Congratulations! You have completed the preparatory work for learning R programming. Our next step will be to dive into single-cell analysis. To begin this journey, we need to install the Seurat package, which is a powerful toolkit for single-cell genomics.
install.packages("Seurat")
Note: If you’ve never used related R packages before, you might be prompted to install Rtools (on Windows). You can download the appropriate version from the official website following these instructions: https://cran.rstudio.com/bin/windows/Rtools/
A crucial skill in R programming is the ability to search documentation and find help resources. Once you understand these basic principles, you don’t need to memorize the spelling of every function name or the usage of every parameter - that would be nearly impossible given the vast number of functions and parameters you’ll encounter.

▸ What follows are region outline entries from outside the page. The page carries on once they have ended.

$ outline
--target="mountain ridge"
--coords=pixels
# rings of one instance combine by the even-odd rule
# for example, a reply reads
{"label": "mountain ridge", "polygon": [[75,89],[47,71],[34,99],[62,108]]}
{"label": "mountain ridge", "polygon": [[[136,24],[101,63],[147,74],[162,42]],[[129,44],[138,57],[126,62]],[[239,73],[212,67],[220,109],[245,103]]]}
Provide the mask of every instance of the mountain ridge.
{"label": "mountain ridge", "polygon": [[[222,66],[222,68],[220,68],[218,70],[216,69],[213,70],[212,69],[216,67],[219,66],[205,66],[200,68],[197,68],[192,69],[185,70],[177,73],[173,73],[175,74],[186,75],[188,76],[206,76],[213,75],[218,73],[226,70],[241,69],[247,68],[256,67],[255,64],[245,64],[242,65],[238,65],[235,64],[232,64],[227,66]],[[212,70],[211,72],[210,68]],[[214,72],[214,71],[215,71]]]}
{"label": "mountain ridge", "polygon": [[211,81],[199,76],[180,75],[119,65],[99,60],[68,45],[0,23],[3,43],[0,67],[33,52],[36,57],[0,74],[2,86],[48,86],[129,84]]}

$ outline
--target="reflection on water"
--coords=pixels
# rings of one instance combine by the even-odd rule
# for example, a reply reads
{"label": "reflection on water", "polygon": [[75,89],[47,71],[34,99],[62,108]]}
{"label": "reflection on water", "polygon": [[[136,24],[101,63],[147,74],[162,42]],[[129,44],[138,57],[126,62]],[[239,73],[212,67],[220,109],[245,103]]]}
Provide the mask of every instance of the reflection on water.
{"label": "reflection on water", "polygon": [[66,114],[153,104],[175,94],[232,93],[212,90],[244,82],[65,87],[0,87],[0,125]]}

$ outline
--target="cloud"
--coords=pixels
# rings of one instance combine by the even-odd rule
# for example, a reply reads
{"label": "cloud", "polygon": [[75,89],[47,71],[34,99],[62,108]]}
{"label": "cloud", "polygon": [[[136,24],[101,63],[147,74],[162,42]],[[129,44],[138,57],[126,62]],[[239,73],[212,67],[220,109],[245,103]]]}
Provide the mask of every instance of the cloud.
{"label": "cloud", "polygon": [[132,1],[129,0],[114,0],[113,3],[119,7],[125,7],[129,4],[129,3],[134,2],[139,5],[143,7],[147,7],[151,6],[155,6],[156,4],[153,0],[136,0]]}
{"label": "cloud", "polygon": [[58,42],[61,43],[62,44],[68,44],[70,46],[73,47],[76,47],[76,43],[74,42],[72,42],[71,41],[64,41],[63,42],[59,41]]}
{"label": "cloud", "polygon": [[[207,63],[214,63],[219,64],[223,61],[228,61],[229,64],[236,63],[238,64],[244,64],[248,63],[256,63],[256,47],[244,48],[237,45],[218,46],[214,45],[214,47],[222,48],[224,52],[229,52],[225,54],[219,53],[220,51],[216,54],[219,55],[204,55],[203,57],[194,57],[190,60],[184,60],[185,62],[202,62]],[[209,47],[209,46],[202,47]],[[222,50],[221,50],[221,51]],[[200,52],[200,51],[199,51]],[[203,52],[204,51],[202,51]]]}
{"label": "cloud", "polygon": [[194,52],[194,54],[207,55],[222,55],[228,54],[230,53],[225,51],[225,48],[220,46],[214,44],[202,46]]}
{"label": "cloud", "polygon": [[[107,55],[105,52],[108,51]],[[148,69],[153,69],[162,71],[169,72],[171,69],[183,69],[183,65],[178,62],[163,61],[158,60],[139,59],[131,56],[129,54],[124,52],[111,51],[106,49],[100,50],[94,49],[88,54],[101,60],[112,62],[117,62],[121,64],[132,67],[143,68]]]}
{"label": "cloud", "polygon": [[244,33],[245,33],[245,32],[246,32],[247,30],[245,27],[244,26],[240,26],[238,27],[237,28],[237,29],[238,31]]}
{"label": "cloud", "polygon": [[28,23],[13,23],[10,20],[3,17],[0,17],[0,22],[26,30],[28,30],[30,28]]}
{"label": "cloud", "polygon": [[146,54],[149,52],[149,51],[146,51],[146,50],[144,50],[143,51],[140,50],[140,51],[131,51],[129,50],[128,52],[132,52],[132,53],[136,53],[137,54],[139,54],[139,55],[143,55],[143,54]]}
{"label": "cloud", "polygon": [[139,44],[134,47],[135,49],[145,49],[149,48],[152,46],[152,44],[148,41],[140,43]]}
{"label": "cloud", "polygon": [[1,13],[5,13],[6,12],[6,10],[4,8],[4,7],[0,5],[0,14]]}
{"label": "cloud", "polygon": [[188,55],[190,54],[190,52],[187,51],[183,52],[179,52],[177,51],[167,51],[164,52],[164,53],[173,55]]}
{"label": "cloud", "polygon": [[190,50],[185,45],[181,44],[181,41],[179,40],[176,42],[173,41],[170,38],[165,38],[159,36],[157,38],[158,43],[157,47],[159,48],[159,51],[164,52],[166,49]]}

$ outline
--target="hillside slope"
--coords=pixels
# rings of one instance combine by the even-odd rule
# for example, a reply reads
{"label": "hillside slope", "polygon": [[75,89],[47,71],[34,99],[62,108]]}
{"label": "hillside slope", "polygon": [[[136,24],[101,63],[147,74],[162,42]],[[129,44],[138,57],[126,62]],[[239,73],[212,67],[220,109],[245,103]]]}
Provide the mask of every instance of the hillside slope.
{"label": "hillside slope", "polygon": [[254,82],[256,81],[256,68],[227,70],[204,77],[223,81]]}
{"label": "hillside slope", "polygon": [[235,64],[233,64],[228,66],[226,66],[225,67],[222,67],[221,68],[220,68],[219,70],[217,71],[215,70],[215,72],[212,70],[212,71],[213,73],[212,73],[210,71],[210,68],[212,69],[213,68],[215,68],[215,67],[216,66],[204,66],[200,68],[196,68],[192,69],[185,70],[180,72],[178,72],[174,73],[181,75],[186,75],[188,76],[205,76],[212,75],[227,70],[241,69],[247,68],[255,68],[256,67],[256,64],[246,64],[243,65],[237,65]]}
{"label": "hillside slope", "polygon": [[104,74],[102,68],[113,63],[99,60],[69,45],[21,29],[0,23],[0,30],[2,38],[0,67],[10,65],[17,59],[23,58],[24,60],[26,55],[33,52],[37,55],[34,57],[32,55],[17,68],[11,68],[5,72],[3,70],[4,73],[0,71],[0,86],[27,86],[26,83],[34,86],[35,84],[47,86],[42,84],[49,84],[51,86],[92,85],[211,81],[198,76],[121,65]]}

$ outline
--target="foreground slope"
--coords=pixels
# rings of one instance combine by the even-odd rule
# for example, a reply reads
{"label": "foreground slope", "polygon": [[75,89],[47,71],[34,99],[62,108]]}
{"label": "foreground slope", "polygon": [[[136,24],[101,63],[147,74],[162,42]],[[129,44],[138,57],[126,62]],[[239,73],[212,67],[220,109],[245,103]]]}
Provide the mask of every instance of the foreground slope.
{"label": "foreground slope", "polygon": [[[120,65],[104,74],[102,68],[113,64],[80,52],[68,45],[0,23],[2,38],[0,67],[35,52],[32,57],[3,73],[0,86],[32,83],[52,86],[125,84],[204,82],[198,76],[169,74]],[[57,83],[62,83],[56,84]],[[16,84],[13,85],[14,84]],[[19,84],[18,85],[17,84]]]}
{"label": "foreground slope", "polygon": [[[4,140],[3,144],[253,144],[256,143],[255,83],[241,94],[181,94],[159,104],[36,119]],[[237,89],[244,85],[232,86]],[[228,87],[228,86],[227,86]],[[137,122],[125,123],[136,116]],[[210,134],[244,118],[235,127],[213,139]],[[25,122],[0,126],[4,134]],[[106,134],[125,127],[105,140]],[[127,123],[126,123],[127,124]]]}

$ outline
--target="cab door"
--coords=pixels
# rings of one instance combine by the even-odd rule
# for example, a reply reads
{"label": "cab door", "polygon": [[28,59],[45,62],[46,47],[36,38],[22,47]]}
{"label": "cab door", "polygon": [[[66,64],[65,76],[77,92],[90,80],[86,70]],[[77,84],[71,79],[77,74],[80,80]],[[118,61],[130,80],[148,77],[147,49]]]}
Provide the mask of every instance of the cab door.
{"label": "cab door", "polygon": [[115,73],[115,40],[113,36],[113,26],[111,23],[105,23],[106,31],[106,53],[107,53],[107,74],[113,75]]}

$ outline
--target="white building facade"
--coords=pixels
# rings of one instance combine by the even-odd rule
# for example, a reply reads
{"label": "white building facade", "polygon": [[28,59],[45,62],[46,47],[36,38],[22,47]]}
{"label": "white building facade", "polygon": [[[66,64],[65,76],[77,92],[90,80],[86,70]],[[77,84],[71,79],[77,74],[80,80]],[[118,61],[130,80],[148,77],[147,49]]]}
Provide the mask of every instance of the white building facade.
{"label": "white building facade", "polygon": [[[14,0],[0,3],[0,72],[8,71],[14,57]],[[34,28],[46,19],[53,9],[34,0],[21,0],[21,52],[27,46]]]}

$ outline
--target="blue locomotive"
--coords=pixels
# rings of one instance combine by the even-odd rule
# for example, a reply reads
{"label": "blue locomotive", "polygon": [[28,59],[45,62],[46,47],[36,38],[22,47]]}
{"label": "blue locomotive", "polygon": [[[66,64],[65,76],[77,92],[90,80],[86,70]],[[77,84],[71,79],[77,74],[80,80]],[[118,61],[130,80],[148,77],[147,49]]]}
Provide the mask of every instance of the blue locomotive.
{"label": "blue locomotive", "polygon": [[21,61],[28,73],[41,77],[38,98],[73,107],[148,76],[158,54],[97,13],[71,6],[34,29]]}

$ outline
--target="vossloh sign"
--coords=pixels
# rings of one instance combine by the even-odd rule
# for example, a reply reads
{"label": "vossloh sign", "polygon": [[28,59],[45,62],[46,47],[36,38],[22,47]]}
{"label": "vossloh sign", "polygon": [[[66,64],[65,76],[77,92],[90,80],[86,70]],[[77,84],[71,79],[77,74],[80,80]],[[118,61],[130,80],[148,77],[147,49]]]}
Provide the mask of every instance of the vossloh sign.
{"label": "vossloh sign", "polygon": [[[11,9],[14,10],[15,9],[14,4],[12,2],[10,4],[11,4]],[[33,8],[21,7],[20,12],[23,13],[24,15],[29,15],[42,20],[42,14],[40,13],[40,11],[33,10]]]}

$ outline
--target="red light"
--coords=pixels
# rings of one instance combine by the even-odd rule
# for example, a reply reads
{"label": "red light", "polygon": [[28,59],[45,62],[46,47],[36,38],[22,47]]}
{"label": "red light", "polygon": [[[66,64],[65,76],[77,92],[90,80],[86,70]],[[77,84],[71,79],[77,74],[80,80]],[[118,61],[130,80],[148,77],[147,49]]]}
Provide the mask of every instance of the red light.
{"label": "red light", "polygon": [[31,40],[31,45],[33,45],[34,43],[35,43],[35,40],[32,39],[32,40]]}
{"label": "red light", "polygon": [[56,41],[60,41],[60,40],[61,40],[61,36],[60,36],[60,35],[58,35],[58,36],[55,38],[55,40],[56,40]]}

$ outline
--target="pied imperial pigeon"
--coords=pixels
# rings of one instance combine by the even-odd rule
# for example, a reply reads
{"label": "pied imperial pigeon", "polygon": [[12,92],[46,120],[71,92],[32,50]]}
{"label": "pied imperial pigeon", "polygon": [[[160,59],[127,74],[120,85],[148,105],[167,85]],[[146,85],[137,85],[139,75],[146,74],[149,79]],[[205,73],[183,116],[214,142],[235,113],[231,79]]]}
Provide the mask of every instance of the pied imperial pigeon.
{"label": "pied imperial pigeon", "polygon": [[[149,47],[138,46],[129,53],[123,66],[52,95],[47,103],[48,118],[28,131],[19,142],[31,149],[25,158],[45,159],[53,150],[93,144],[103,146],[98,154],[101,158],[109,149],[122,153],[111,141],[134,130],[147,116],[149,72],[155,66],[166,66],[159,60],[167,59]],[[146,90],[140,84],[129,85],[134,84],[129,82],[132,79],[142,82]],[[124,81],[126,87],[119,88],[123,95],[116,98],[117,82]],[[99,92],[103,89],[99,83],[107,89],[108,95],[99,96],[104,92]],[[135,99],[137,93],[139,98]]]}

The key is knowing how to find these functions and their
corresponding usage. In this course, we introduced the use of
?
to display help documentation. Official package websites
often have tutorials for reference.
Moreover, the rise of large language models has significantly changed the game. They can help you quickly and easily master a language with remarkable efficiency. You can ask any question to a chatbot, and it will provide you with detailed explanations. We recommend Claude and ChatGPT:
Remember, the journey of learning R and bioinformatics is ongoing. As you progress, you’ll find that your ability to solve problems and find information improves. Don’t be discouraged if you encounter difficulties - they’re a natural part of the learning process.
In our next lesson, we’ll start exploring the Seurat package and begin our journey into single-cell RNA sequencing analysis. Get ready for an exciting adventure in the world of bioinformatics!